Cenando ha visto las noticias (relación incompleta de distintos viajes): no, no nos entendemos.

(Heimebane).- Heimebane es uno de los últimos descubrimientos de un servidor. Una serie noruega creada por Johan Fasting y dirigida por Arild Andresen. Sólo ha visto cuatro de los diez episodios que promete la primera temporada, pero piensa volver a verlos con Raquel y seguir hasta el final. Ane Dahl Torp, que es más que una actriz, hace de una entrenadora de fútbol femenino (Helena Mikkelsen) que, de la noche a la mañana, se ve entrenando un equipo masculino de primera división. Su oponente (Michael Ellingsen, jugador y aspirante a la plaza) es John Carew (más que un futbolista, según parece). Teniendo en cuenta que una cosa es Noruega y otra el fútbol, ya pueden imaginarse las vicisitudes de la protagonista, y, si no pueden, lean los comentarios que la noticia ha suscitado entre los lectores del Marca digital. ¿De dónde sale esa gente? ¿Quién los crió riéndoles ciertas gracias?

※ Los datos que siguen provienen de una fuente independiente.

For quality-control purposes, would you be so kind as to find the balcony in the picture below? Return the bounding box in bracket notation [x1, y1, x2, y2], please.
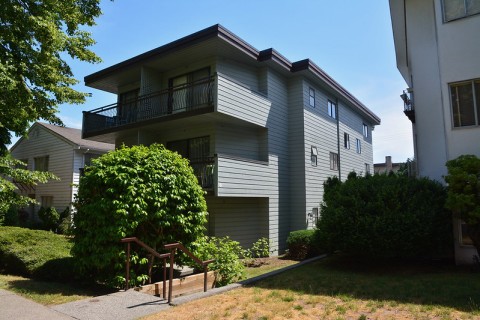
[400, 88, 415, 123]
[82, 76, 215, 138]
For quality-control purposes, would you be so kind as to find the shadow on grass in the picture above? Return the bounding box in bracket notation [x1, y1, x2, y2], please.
[252, 256, 480, 312]
[4, 278, 115, 296]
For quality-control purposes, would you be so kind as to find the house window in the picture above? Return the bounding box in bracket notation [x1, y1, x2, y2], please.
[167, 136, 210, 163]
[40, 196, 53, 208]
[363, 123, 368, 138]
[33, 156, 48, 172]
[357, 139, 362, 153]
[343, 132, 350, 149]
[450, 79, 480, 127]
[442, 0, 480, 22]
[308, 88, 315, 108]
[327, 100, 337, 119]
[312, 208, 319, 226]
[459, 221, 473, 246]
[330, 152, 338, 170]
[310, 146, 318, 167]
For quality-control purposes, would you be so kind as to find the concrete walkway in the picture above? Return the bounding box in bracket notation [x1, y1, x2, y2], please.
[0, 255, 325, 320]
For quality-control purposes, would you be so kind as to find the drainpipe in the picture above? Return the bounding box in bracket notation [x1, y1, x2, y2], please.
[335, 98, 342, 182]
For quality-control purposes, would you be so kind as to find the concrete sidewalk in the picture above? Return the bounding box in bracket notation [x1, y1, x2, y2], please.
[0, 289, 75, 320]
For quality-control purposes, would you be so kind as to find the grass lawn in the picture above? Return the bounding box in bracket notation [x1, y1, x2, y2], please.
[145, 256, 480, 320]
[0, 274, 112, 305]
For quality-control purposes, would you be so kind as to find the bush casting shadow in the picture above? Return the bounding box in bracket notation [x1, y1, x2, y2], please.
[249, 256, 480, 312]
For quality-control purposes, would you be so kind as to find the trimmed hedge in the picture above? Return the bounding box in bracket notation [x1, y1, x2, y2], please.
[0, 227, 74, 280]
[317, 175, 453, 259]
[287, 229, 320, 260]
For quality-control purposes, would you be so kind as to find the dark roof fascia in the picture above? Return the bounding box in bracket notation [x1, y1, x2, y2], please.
[84, 24, 259, 85]
[291, 59, 381, 125]
[258, 48, 292, 71]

La serie no se para en eso, no hace de eso el meollo de su propuesta (quizás porque una cosa es el fútbol y otra Noruega) y, aunque hasta ahora es, básicamente, una historia a la medida de Ane Dahl Torp –el resto de personajes (¿en un alarde de realismo, quizás?) no acaban de escapar de la tipología esperable en el entorno de un club recién ascendido y poblado de potenciales consumidores de cuerno de rinoceronte blanco– se desenvuelve en retos menos gruesos, más sutiles, dejando así que los árboles no nos oculten el bosque. Lo que en este país no hubiese nunca pasado de comedia, se nos presenta a través de una ficción que merece (y debe) ser leída más allá de su contexto inmediato. Que no va de fútbol, vamos.